O presidente Jair Bolsonaro, na sua postura de vassalagem a Donald Trump, adotou a indigna conduta de cabo eleitoral do candidato Republicano. Postura que custou caro ao Brasil, do ponto de vista diplomático e dos interesses comerciais do país. Para Trump ganhar votos do agronegócio, Bolsonaro isentou o etanol estadunidense, prejudicando a agroindústria brasileira. Por votos para Trump, dessa vez dos latinos da Flórida, Bolsonaro e seu chanceler receberam o secretário de Segurança dos Estados Unidos, Mike Pompeo, e montaram uma cena de preparação de guerra contra a Venezuela, em Roraima, com censura dos documentos diplomáticos a respeito determinada pelo governo brasileiro. Mesmo depois das eleições, Bolsonaro e seu clã, alheios aos interesses do Brasil, mantiveram o discurso de lealdade a Trump, endossando o discurso de que houve fraude.
O antidemocrático colégio eleitoral dos Estados Unidos, a judicialização do resultado pelo presidente da República derrotado que diz que houve fraude, são também sintomas do declínio dos Estados Unidos enquanto potência hegemônica. De país cantado em verso e prosa pela grande mídia capitalista, pelos ideólogos do imperialismo, como exemplo de democracia para o mundo, o que a opinião pública mundial agora vê é um arcabouço institucional, eleitoral e jurídico obsoleto, com rachaduras e razoável perda de legitimidade.
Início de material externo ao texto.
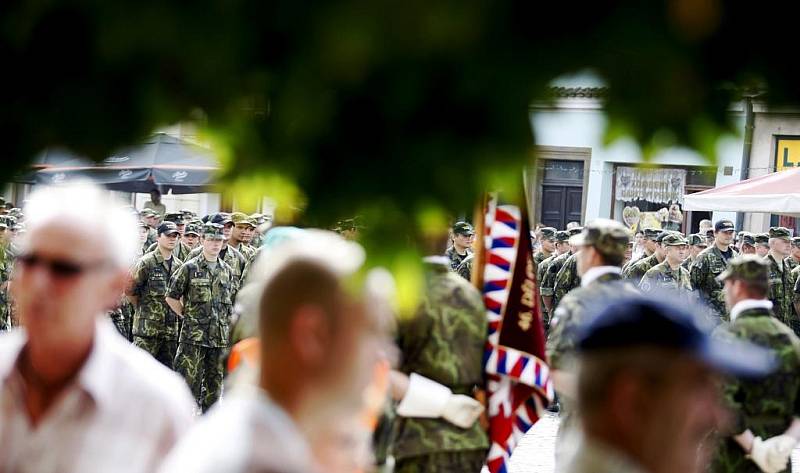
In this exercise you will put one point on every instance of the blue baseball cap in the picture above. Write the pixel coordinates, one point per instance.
(637, 322)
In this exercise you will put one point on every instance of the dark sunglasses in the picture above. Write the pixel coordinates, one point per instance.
(59, 268)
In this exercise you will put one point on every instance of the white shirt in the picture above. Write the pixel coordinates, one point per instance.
(247, 432)
(748, 304)
(122, 413)
(593, 273)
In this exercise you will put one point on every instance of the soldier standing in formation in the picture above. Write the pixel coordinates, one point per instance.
(747, 244)
(155, 324)
(779, 294)
(601, 249)
(437, 429)
(697, 243)
(669, 274)
(635, 271)
(710, 264)
(765, 412)
(762, 244)
(462, 238)
(202, 294)
(561, 247)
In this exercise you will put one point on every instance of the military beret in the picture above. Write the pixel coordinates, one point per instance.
(723, 225)
(750, 268)
(673, 239)
(213, 231)
(761, 239)
(607, 236)
(780, 232)
(168, 228)
(548, 233)
(651, 233)
(697, 239)
(562, 235)
(243, 218)
(748, 239)
(193, 229)
(459, 228)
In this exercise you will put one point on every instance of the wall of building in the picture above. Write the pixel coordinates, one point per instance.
(582, 123)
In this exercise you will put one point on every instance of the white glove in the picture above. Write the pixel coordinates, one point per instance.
(772, 455)
(428, 399)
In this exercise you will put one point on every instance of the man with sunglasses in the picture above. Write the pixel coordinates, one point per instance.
(202, 292)
(74, 395)
(155, 325)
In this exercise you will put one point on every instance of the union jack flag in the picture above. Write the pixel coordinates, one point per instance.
(519, 386)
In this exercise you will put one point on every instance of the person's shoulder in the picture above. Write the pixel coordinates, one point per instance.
(146, 380)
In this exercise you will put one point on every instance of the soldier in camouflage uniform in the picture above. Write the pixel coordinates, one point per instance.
(548, 282)
(202, 292)
(231, 256)
(649, 236)
(463, 237)
(779, 292)
(710, 264)
(567, 279)
(6, 266)
(242, 234)
(451, 310)
(155, 324)
(635, 271)
(548, 245)
(601, 249)
(764, 409)
(762, 244)
(562, 247)
(669, 274)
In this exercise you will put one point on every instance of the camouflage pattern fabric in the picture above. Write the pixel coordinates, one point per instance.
(465, 268)
(703, 275)
(181, 251)
(779, 292)
(451, 309)
(207, 296)
(202, 369)
(765, 406)
(455, 258)
(443, 462)
(567, 279)
(661, 276)
(6, 269)
(233, 258)
(548, 284)
(636, 271)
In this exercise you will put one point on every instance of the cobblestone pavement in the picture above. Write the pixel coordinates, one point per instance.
(534, 454)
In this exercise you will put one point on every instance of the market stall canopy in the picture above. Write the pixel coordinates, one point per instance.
(777, 193)
(163, 162)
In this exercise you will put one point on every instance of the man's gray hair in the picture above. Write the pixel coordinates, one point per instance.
(90, 207)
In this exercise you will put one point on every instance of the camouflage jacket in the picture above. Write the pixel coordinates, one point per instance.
(465, 268)
(539, 257)
(779, 292)
(181, 251)
(231, 256)
(575, 309)
(635, 271)
(765, 406)
(703, 276)
(567, 279)
(443, 341)
(661, 276)
(548, 281)
(149, 280)
(455, 258)
(208, 296)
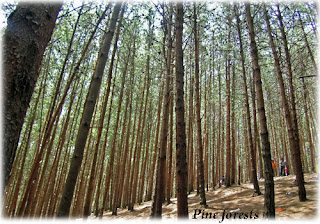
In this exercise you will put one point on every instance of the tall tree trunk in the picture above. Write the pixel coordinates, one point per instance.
(269, 202)
(248, 117)
(94, 88)
(293, 140)
(160, 181)
(181, 162)
(200, 168)
(27, 34)
(311, 146)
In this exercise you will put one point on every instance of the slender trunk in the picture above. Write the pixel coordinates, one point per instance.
(269, 202)
(181, 162)
(248, 118)
(200, 167)
(306, 114)
(23, 53)
(293, 139)
(160, 181)
(65, 204)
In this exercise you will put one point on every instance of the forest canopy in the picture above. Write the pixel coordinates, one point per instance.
(139, 101)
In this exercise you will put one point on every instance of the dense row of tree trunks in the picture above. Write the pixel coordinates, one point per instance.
(80, 156)
(28, 32)
(181, 160)
(269, 202)
(65, 204)
(292, 130)
(200, 167)
(248, 116)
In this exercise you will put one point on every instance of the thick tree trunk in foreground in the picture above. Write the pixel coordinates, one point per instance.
(28, 32)
(181, 160)
(269, 203)
(84, 127)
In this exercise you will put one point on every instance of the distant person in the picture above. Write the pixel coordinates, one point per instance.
(286, 171)
(273, 167)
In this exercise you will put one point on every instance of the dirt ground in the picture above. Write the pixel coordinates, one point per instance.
(239, 200)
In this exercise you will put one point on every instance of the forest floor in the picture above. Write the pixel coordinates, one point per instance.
(239, 199)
Finalmente, as eleições dos Estados Unidos suscitam reflexões à oposição democrática brasileira, em especial às forças de esquerda e progressista. A derrota de Trump, somente alcançada voto a voto e por pequena margem, exigiu uma ampla convergência em torno do candidato democrata, intensa mobilização do povo, que se configurou nas jornadas contra o racismo, refletiu a tragédia de uma pandemia que ceifou até aqui mais de 220 mil mortes de estadunidenses, pesada recessão, quebradeira de empresas e forte desemprego. Em síntese: é muito desafiador desapear do poder forças de extrema direita eleitas pela maioria do eleitorado. Demanda unidade das forças de oposição e intensa e forte mobilização do povo.
E mesmo quando
rechaçadas pelo voto popular, resistem em aceitar o resultado. É a da essência
do fascismo: só aceitam o resultado das urnas quando estas lhe são favoráveis,
quando perdem tramam golpes. Se sublinhe que mesmo vitorioso nas urnas,
Bolsonaro disse que houve fraude. E agora ele e seus agregados fazem coro com a
pregação golpista e antidemocrática de Trump, e desde já atacam o sistema de
votação e apuração de votos no Brasil, respeitado no mundo e consensuado como
seguro no nosso país, consequência do resultado negativo de Trump. Veremos
se em 2022 Bolsonaro não repetirá Donald Trump, seu chefe e guia ideológico.